The microscope constituted a powerful tool that allowed observation of details of the spinal canal structure through the tunnel. This significantly reduced the risk of neural element traction injury. The complete exposure of the far lateral aspect of the intervertebral disc space was provided by facetectomy through the retractor, and little retraction was required from the thecal sac and/or nerve roots when the interbody graft was placed. Consequently, no cases of nerve root damage were observed in patients who underwent MMI-TLIF in the present study.

The cost of treatment is an important factor that concerns many healthcare providers and patients [27, 28]. MMI-TLIF resulted in decreased number of bed days and reduced length of hospital stay, which lower costs and decrease risk of infection. Indeed, MMI-TLIF patients recovered fast and required less morphine, and inpatient rehabilitation was not needed. These properties contribute to further reduce care costs.
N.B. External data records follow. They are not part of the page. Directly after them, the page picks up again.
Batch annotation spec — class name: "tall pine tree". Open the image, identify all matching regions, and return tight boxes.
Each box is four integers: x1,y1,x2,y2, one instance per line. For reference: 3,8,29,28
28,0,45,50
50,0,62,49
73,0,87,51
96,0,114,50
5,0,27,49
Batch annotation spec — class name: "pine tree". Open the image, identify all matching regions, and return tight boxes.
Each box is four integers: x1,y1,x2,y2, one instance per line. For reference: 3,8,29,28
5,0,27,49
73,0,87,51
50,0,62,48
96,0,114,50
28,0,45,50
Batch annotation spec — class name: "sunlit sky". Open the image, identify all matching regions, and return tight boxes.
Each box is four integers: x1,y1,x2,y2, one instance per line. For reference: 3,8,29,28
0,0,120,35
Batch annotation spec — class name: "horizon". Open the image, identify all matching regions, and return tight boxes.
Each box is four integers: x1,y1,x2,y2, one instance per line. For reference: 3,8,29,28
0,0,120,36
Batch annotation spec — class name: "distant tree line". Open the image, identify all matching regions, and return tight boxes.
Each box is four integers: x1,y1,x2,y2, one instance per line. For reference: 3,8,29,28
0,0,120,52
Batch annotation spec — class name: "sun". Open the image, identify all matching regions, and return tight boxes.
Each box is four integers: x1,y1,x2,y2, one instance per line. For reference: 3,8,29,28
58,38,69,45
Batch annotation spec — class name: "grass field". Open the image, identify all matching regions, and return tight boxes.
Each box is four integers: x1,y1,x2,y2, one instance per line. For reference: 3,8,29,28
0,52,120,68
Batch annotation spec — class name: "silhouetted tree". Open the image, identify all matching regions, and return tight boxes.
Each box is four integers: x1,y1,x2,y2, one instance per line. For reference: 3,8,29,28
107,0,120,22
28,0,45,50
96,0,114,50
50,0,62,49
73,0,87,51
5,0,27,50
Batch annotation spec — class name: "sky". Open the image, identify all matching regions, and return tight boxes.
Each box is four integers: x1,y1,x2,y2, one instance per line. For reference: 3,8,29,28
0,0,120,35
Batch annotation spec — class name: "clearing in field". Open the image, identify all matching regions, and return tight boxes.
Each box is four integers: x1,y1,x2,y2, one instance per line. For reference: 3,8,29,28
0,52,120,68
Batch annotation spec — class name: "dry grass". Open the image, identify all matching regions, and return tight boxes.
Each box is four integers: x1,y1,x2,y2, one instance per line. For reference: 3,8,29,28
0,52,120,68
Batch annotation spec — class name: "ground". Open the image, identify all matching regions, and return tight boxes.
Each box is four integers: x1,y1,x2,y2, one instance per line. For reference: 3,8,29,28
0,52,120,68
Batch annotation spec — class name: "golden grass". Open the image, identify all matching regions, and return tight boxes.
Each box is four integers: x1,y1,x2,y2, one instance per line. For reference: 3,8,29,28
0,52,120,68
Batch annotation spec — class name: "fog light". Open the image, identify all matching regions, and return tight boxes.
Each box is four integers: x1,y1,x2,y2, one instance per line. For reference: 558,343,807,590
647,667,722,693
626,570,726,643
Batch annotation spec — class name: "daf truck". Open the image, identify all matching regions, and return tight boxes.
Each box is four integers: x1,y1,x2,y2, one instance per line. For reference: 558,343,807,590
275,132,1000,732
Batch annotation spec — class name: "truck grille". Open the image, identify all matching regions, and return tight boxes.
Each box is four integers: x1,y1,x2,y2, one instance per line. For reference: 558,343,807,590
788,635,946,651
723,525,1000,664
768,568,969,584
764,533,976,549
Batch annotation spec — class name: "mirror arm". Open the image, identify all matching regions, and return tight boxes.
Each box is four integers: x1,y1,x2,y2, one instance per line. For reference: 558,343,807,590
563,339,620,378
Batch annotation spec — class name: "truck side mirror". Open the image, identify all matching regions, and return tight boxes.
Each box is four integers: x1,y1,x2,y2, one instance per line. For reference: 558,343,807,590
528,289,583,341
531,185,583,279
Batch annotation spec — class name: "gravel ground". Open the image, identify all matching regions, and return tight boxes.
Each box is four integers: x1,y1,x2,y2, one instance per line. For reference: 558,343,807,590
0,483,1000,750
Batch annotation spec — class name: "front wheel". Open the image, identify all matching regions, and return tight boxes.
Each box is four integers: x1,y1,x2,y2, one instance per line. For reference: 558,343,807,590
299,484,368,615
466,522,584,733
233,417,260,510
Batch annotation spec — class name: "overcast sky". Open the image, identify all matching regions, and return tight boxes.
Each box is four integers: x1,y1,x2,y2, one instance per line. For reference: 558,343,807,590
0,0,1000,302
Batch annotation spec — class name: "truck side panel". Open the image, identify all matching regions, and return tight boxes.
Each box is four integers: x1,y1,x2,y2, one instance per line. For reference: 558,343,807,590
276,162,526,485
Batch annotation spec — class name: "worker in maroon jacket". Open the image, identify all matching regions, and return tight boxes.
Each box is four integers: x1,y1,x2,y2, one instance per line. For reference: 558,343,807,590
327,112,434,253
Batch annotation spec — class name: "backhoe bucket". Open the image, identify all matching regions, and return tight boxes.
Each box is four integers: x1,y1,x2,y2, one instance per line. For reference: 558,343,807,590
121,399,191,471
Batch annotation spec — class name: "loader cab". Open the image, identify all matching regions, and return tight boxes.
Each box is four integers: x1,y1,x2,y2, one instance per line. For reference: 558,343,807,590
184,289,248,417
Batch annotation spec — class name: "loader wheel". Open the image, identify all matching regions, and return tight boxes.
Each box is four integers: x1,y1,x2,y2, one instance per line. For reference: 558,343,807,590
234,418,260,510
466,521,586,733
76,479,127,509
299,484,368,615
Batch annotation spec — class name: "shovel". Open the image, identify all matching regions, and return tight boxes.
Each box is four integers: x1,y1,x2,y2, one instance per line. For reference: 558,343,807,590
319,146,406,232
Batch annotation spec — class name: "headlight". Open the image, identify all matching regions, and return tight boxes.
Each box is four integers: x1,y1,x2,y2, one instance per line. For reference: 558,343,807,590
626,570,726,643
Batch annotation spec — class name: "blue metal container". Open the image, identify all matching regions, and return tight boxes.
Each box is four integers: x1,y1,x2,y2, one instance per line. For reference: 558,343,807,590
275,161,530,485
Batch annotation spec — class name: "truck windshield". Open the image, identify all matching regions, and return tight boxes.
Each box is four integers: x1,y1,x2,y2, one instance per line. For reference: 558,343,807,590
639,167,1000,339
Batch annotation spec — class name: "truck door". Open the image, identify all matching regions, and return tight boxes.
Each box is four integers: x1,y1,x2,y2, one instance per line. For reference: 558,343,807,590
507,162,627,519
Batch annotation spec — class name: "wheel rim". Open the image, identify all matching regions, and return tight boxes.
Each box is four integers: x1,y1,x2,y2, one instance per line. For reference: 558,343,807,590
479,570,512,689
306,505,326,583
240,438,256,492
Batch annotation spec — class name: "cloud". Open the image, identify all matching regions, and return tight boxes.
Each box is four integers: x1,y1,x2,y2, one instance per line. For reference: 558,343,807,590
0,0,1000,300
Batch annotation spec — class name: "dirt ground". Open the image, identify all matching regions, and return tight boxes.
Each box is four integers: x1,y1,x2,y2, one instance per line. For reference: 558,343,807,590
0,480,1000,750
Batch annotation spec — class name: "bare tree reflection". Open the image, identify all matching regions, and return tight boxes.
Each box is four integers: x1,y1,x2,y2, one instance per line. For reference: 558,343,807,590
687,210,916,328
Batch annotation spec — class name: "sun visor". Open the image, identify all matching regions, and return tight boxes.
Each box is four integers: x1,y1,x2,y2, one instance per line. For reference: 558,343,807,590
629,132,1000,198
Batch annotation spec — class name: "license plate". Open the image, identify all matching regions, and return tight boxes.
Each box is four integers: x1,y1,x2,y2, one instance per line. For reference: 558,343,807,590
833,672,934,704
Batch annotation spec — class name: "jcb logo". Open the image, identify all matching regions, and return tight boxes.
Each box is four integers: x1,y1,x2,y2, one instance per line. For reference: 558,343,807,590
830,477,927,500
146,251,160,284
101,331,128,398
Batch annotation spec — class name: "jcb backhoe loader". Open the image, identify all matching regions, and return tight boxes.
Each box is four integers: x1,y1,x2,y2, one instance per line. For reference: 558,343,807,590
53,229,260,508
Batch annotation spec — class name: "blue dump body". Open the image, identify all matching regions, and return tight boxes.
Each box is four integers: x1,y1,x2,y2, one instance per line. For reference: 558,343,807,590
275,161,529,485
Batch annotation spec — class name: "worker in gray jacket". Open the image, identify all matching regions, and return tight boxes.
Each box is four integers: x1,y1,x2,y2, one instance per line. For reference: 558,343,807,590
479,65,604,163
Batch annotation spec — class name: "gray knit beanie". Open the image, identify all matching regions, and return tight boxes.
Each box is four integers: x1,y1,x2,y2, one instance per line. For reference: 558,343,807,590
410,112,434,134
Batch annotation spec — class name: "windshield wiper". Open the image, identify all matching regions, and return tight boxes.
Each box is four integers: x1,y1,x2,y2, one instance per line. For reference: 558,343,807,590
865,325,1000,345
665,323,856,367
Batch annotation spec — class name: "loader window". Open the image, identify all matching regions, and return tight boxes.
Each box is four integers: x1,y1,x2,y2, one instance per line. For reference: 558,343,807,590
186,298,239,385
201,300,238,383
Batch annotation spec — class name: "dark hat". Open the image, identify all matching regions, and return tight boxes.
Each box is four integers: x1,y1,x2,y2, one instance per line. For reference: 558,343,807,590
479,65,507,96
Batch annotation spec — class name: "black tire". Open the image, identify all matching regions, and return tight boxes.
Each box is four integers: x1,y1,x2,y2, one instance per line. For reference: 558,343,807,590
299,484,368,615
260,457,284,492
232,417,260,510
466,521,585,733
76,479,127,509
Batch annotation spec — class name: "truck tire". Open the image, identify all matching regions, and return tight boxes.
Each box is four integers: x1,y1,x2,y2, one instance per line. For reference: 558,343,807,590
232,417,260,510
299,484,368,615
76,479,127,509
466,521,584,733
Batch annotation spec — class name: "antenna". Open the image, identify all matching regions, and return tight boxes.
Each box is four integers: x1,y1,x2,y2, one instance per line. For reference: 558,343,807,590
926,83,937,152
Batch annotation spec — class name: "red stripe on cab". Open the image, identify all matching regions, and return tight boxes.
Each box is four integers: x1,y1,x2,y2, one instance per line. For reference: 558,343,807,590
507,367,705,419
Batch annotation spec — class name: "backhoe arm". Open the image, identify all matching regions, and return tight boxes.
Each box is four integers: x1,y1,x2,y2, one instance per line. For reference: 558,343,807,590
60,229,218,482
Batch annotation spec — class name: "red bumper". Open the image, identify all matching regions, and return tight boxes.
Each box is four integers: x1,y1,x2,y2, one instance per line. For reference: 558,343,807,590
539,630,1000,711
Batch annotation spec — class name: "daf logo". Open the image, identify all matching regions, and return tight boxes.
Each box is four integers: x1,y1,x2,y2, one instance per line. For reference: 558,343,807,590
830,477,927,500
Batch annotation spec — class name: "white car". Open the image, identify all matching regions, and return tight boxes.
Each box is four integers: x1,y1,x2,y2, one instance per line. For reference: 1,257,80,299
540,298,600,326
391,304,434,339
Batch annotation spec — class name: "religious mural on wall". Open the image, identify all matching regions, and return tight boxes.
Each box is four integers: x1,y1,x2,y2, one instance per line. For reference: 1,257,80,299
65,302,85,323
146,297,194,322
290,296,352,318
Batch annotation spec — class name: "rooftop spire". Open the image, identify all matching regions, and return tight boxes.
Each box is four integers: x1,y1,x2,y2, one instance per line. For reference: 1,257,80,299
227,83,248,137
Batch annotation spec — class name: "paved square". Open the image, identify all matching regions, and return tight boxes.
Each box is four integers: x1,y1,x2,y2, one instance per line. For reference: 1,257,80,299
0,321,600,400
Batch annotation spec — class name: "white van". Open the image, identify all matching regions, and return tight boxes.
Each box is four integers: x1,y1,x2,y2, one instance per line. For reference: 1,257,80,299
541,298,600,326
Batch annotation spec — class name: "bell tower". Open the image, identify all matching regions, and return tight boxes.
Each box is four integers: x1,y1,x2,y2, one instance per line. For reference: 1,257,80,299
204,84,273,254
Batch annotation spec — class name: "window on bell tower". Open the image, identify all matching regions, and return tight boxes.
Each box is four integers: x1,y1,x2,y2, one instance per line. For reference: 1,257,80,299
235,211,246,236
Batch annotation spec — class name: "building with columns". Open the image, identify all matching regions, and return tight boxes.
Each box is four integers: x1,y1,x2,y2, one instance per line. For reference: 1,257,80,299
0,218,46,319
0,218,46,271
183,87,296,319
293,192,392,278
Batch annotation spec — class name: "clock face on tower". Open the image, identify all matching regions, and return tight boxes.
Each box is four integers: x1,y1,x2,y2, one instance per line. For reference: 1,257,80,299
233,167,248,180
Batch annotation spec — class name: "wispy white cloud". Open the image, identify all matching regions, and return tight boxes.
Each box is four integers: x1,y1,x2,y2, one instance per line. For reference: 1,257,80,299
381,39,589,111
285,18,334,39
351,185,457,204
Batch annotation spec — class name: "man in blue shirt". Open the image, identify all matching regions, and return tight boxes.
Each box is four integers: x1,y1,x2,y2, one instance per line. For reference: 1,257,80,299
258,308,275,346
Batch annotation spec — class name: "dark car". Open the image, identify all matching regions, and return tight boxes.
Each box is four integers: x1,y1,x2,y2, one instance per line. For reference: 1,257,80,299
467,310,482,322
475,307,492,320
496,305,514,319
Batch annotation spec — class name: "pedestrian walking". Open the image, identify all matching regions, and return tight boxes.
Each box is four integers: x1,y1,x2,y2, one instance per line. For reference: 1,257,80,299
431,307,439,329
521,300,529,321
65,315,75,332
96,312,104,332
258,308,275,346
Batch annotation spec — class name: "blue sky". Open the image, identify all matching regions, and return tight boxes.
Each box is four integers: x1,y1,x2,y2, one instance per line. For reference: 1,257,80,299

Since the muscle of the posterior column is preserved with MMI-TLIF, patient’s work capability during the early stages of recovery may be improved, lowering the social burden of degenerative disc disease. These findings indicate the economic advantages of the MMI-TLIF procedure.

At 6 months and 2 years postoperation, both MMI-TLIF and open-TLIF patients showed significant improvements in clinical outcomes in comparison to the values obtained preoperation. When the Bridwell anterior fusion grading system was used to assess fusion rates, no significant differences were observed between MMI-TLIF and open-TLIF patients. Precisely, 81.7 and 87.8 % patients in the MMI-TLIF and open-TLIF groups, respectively, achieved grade 1 fusion, a non-statistically significant difference. These data indicate that both techniques display similar clinical efficacy. However, a non-inferiority trial should be performed to confirm these observations.

The limitation of this study is that the instrumentation used in the two groups was not consistent. A clinical trial with consistent instrumentation is therefore required to further evaluate the safety and efficacy of MMI-TLIF. In the present study, patients with grade 1 or 2 spondylolisthesis or with degenerated discs presenting with mechanical low back pain and radicular symptoms were analyzed together. However, even if there was no difference between the two groups of patients, future studies should focus on only one condition.


MM-TLIF represents a safe and efficient technique. It combines the advantages of less initial postoperative pain, early rehabilitation, shorter hospitalization, and fewer complications achieved with MI-TLIF, with the long-term clinical outcomes and high fusion rates achieved with open-TLIF. In addition, MMI-TLIF minimizes the exposure of surgeons to radiation, and this technique is easy to learn. Overall, these properties make MMI-TLIF superior to MI-TLIF and open-TLIF, which should promote its use for the treatment of degenerative disc disease.